A matriarca se aproximou da neta e acariciou seus cachos.
— Ah, minha querida avó... — seu semblante piedoso iluminou ao admirar a idosa menor que seu tamanho.
— Voe, minha filha. O mais alto possível como um pássaro movido ao horizonte e fascine como uma mariposa lunar resplandecente que migra rumo ao luar. Plante e colha como as ascendentes fizeram para fortalecer o nosso presente — Anya finalizou, emocionada.
Todas a abraçaram coletivamente, em meio aos prantos de uma saudade antecipada.
A jovem bruxa de Pendle partiria para novos ares, se afastaria fisicamente de seu saudoso lar, das pessoas que amava, mas o seu espírito permaneceria perpetuado em Rye, onde tudo se originou.
Na qual a natureza é fiel ao seu benefício e sua constelação de aquário brilhou no céu místico e noturno, além dos ciclos passados.
Situava-se pronta, segurava com a mão direita a mala de rodinhas, uma mochila enorme apoiada nas costas e uma espaçosa bolsa na esquerda, prestes a percorrer a pé até um determinado ponto em que pudesse alcançar qualquer táxi.
Ausente de cerimônias, ela entregou um delicado beijo na bochecha de cada uma das bruxas, se encorajou para não cair em lamentações ou desistências e as reverenciou.
Foi por elas que não desistiu de tudo.
Por fim, estufou o peito, inspirou a brisa rarefeita da primavera, selou os olhos em obediência e libertou suas decisivas palavras para a atmosfera medieval de Rye:
— Prometam que estarão sempre aqui até o meu retorno — todas consentiram.
Anya encontrava-se abraçada com Delphine e Anika com as mãos unidas, encostadas por cima dos lábios franzidos, em gesto de oração. As três acalmaram a imensa melancolia dominante.
— Almejo retornar e presenciar que estão bem, vivendo cada instante como se fosse único, assim como sempre fizeram em minha presença. Anseio regressar sendo quem aspiro ser agora, revir à velha infância e quem sabe, se aquele alguém também voltar, sonho em reencontrá-lo, logo que o sustento em meu peito — inspirou pesado. — Portanto, minha felicidade será completa se estiverem ainda em Rye.
Gaya direcionou seu olhar para Anya e Delphine.
— Mães, continuem a se amar, ambas nasceram para se adorarem até o final dos tempos. Aqui está o fruto desse amor, seguindo outros caminhos, mas orgulhosa em ter duas mães como vocês.

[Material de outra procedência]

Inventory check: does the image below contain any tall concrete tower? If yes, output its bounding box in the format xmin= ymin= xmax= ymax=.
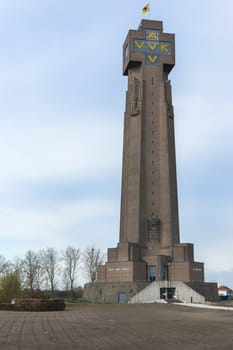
xmin=83 ymin=20 xmax=217 ymax=300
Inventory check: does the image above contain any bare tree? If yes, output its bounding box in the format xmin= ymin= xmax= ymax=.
xmin=0 ymin=254 xmax=11 ymax=275
xmin=83 ymin=246 xmax=104 ymax=283
xmin=40 ymin=248 xmax=59 ymax=295
xmin=24 ymin=250 xmax=41 ymax=293
xmin=62 ymin=247 xmax=81 ymax=293
xmin=12 ymin=257 xmax=26 ymax=288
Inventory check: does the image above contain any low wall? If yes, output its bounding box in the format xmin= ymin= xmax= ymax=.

Se sou uma estrela, as duas são para mim como o universo. Maior que o sol e a lua.
As escleras delas se encheram de lágrimas ao sentirem-se gloriosas pela filha e de como a construíram.
— Nós te amamos além da vida, querida — a voz embargada de Anya fora acalentada por sua esposa.
— Não se esqueça de nos avisar sobre a estadia na capital, Sol — Delphine agiu levemente apática. — Sempre iremos nos preocupar com você porque te amamos, meu amor.
— Eu também as amo. Podem ficar tranquilas comigo, mães.
Dessa vez, Gaya encaminhou o seu olhar para a avó, que sorriu meiga como de costume.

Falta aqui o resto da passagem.